Oh, out of the room! In the sense that almost everything in [Arcadia] owes something to cinema one way or another, but just rendered slightly strange, slightly unusual. There are “actors” in there, but they don’t do any of the things standard actors are supposed to do. And they don’t come on with that experience. The main figure in there is my production designer. That’s him in a black coat. We started shooting, and I thought, “Keith, stay there!”
And [it’s] also just things that people fuss over in cinema—the story, the script. And because, as I’ve also said probably boringly too many times, it’s about trying to work around the Aristotelian presets of cinema—the sense that it has to have a dramatic flow, all of that. The whole thing just bores me to shit. And I understand it, most of my best friends still work in the cinema, but it’s just like, you know what, let’s just leave that here for a minute.
Clocks are a recurring motif in Arcadia, and in your practice more broadly the lines between “then” and “now” regularly seem to blur. How do you see time—the present and the past—in your work?
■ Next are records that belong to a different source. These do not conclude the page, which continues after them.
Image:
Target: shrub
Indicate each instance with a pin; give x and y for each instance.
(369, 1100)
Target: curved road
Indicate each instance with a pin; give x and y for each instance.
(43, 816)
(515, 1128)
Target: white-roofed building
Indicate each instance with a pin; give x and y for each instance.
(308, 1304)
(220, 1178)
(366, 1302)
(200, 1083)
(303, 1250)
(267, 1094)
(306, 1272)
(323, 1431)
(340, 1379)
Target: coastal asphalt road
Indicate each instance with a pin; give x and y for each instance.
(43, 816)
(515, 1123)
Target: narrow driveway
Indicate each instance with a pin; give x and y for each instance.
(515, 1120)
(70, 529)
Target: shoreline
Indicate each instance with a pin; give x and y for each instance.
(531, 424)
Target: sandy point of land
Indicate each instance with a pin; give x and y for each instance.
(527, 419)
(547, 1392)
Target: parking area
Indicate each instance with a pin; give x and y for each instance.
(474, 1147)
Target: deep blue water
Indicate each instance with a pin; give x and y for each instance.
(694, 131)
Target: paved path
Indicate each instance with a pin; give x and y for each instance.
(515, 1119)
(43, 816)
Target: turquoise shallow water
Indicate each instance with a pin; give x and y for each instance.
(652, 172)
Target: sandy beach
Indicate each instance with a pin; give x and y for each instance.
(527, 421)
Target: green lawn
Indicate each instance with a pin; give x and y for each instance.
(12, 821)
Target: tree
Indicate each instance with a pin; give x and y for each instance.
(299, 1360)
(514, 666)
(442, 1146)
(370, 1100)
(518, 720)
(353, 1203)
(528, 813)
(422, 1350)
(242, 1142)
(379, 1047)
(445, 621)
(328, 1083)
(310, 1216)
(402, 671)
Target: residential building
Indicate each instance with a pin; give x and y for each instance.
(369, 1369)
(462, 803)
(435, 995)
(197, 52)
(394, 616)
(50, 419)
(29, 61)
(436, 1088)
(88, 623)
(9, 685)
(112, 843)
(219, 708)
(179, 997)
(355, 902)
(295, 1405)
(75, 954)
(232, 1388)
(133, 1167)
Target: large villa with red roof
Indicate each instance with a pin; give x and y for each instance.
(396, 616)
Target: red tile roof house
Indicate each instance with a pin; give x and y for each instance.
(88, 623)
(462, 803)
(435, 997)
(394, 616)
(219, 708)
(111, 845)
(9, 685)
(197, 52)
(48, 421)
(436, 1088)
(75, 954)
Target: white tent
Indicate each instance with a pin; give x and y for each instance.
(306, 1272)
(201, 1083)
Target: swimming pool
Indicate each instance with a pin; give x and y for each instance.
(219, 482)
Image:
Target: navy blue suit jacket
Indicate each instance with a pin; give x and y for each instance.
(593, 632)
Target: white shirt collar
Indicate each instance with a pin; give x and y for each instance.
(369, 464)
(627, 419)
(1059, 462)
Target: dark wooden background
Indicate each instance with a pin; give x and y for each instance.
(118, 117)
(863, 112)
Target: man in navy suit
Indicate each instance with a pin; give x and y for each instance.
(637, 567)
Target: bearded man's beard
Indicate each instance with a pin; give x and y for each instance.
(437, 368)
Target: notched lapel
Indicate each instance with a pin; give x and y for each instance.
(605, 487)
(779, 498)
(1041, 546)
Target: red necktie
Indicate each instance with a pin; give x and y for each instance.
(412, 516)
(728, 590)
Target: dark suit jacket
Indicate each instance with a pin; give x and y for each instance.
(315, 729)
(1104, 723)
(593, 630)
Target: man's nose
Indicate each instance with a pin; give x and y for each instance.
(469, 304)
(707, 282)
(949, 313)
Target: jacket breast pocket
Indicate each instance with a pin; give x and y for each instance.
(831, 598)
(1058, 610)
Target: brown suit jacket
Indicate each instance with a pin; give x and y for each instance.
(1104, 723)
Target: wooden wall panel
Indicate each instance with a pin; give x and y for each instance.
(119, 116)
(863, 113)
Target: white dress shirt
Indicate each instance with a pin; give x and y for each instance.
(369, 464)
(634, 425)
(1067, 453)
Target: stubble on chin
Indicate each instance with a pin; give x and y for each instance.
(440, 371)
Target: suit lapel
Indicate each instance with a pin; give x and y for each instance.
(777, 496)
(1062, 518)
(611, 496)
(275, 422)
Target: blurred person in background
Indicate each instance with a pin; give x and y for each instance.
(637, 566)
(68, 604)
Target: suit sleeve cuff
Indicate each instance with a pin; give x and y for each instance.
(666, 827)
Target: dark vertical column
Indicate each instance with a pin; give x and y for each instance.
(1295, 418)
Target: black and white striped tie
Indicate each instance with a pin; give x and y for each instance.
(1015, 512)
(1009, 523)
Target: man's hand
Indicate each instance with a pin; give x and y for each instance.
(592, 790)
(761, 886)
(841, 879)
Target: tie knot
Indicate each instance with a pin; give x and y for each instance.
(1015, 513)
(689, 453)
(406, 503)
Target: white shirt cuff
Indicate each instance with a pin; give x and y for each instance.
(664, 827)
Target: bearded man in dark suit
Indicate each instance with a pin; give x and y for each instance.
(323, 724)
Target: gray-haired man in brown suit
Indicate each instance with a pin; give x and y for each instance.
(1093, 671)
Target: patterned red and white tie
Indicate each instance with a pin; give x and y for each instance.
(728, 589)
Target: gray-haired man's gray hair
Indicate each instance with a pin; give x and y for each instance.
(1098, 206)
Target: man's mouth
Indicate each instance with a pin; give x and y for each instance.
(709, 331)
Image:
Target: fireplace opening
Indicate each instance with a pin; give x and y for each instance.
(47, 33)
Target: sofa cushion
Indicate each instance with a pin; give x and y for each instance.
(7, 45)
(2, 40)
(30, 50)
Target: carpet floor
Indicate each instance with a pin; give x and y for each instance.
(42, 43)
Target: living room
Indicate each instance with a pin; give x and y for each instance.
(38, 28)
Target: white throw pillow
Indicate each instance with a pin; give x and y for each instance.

I’m more and more trying to relax on the protocols, the decorum and the conventions. So one is to cultivate a state of unpreparedness for as long as possible. Because you’re never free from the phantoms, you know? I can’t look at a scene without thinking, “Oh, that’s a [French film-maker Robert] Bresson way of looking.” I can’t—it’s too late now. I’m completely contaminated by that history of what I’ve watched and listened to. So a state of unpreparedness is absolutely central because it’s a way of strategically forgetting momentarily, or dreaming that you’re in this thing for the first time. And that’s important. It’s important because otherwise nothing new happens.
You’ve got a big year with the Venice Biennale coming up. How do you prepare for a project like that?
All of them start in the finished other, literally. So the Biennale will have a lot to do with Arcadia, a lot to do with the things I thought needed further exploring from Arcadia, the things I thought we hadn’t pressed enough, the things that suggested themselves when Arcadia finished. They will all be the baggage that we take on to the next one. So the first meetings with people—some of them are old collaborators—will be about, “Remember that? Well, let’s do that, because we didn’t get it on this one, so let’s go there.”